Monday, February 5, 2018

Walking


Concerned about a long spell of declining physical activity, I recently started taking long walks each morning. Wherever I’m going, either walking or driving, the dog rarely stays behind and Farina has been my companion on these ambles through the dust and weed along the back roads of Oak Hill, Florida. I had long thought that walking the rural dirt roads out here for any distance would be tantamount to a stroll through hell. I imagined myself choked with dust, savaged by mosquitos and their biting brethren and tormented by heat and humidity. None of that has proven to be close to the reality I’ve discovered. Fact is, my walks have all been in the kinder seasons of what passes for autumn and winter at this southern latitude. On several walks I’ve been protected from a January chill by long sleeves, and on one occasion even left home wrapped in a scarf and gloves. But those occasions are fewer than the days when I get by in nothing heavier than jeans and a T-shirt. I suspect that come summertime, the walks will bring me closer to that imagined stroll through hell. For now, it’s all pretty much a soothing passage through pastoral sights colored by horses, goats, a herd of burros and staring cows. And some rather nasty winged creatures.

An almost daily sight on the roads I follow is the black vulture. Few would call these ominous looking and foul-smelling birds a pretty sight, feeding as they do on road-kill or dead animals in pastures. Florida wildlife experts describe black vultures as aggressive, on occasion killing or injuring lambs, calves, cows giving birth, or other incapacitated livestock. It may be true that under the right circumstances they are aggressive birds but they waste no time in getting airborne when my big dog comes loping toward them. Last week I came upon a dozen or so vultures feeding on a threesome of large leg bones, by then all but stripped bare. When I got a closer look, it was easy to see that the bones were parts of a discarded deer carcass. Apparently, an uncaring hunter cut off the desired parts and tossed the remainder on the roadside. Some hunters in these woods don’t follow the rules.

A favorite sight along these walks is a small pond at road’s edge, a watery refuge that suddenly appears from behind a spray of palmetto fronds and always seems so placid and inviting. It is obviously a pond created from the run off of a larger pond across the road but the larger one lacks the secluded charm of its smaller offshoot. I stop without fail each time to gaze for a minute at the pretty scene. I’ve never seen more than a solitary duck drifting on the water’s surface, a graceful shape slipping in and out of the reeds. It all looks peaceful enough but in this area an alligator could float to the surface at any moment. 

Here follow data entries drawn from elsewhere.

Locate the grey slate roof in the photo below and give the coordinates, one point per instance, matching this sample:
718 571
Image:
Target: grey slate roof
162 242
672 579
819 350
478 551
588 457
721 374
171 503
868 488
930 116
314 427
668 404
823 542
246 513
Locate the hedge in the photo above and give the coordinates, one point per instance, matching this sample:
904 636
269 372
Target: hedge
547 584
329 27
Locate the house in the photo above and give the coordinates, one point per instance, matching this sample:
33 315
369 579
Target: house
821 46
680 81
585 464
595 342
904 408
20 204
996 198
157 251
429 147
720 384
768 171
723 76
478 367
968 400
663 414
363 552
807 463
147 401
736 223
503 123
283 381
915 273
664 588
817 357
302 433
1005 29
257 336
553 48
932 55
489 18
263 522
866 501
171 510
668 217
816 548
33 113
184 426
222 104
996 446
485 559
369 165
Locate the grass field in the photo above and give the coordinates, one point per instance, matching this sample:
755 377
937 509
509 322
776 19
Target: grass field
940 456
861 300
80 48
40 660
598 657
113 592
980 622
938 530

Not far from the pretty pond is a small detail in the road that I noticed only after a dozen or more passings. The road in this case is blacktopped and while old, ragged and worn, it offers a different feel after a couple of miles on dirt with the ever-present potholes and washboard surface. And In the surface of that worn blacktop road is an unexpected and out of place accident of design. I’ve puzzled over it and can’t figure how it came to be there. Anyone would recognize it as a leaf shape set into the road but this one is different.


I’ve seen examples of images burned onto a surface in the case of a sudden and intense flash of heat. The first time I saw the leaf shape in the road I thought of that. But a closer look reveals that the image is pebbled and either hammered or pressed into the road surface. It resembles a maple leaf but has only four points to a maple’s five. How that leaf shape came to be in the blacktop is something of a  mystery.

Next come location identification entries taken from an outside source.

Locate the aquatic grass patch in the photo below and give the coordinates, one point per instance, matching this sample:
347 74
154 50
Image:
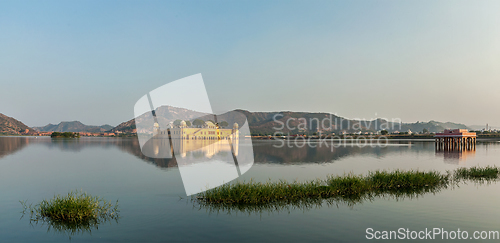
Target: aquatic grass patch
349 188
477 173
76 212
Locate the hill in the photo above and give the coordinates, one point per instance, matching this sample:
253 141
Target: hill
73 126
11 126
298 122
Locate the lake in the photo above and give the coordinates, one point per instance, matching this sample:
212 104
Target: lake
154 207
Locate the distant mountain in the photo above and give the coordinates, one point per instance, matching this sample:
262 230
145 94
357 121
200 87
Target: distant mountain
11 126
298 122
164 114
73 126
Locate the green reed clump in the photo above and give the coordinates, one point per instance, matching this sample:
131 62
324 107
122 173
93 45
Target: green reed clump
397 180
477 173
76 212
352 188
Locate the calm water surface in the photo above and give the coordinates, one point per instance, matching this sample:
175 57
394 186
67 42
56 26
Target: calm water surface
154 207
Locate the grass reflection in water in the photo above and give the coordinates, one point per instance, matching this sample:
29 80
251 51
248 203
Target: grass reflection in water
350 189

A shorter walk from home in the opposite direction leads to a bee colony at the end of my road where it dwindles to little more than a trail. A junk baron in town owns the land down there and probably inherited the hives from a previous owner. Once every week or two a truck comes to collect the honey-filled frames and carry them to where the honey is bottled. A gift bottle arrived at my gate one day so I can attest to the honey’s goodness. It came from a neighbor who earned two dozen bottles of free honey a while back for scaring off a trio of honey thieves who thought no one was around. Since then the junk baron keeps my neighbor in shotgun shells to ward off potential thieves.